If you would like to recreate the famous Judgment of 1976 tasting, where American wines were picked over the French. Pour the wines for your guests so that they cannot see the labels. When the guest cannot see the labels all bias has been removed. This can be a really fun party game with points assigned for the right answer. You can let your guest know what the wines are before the tasting begins or keep the bottles on the table. Depending on what you feel will be best for the tasting.

Decide on your glassware and the placement of the glassware. Whether you will be using just one glass for the whole tasting or tasting the wines in pairs with the French and California counterparts side by side. Then an hour before the guests are due to arrive open and taste all the wines that will be part of the tasting, checking for any flaws and giving the wines a chance to breath. Some wines might need to be decanted.

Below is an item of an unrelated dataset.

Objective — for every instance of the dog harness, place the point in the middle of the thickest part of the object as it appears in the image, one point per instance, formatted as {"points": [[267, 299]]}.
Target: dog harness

If there is an ability to have all the wines poured into glasses ahead of the guest arrival then decanting will not be necessary. The time that the wine spends in the glass will be enough for the wine to open. In a less formal setting where all the glasses will not be set up in advance, be prepared for your guests to want a new glass or rinse their glasses with water when switching from white to red is made.

Exploring wine does not have to be a complicated venture. This is a great tasting to share with some friends who are also curious about wine or friends that are just starting out in wine. The pearl of this tasting is getting to explore the wine side by side. There are certain fundamentals of wine education that will be revealed with every sip. I always enjoy getting to a wine tastings in our cellar for our guests. I always find that they best wine tasting will answer many of the questions that I have but also leave me with a few new questions. Therein lies part of the drive that keeps me moving forward with wine.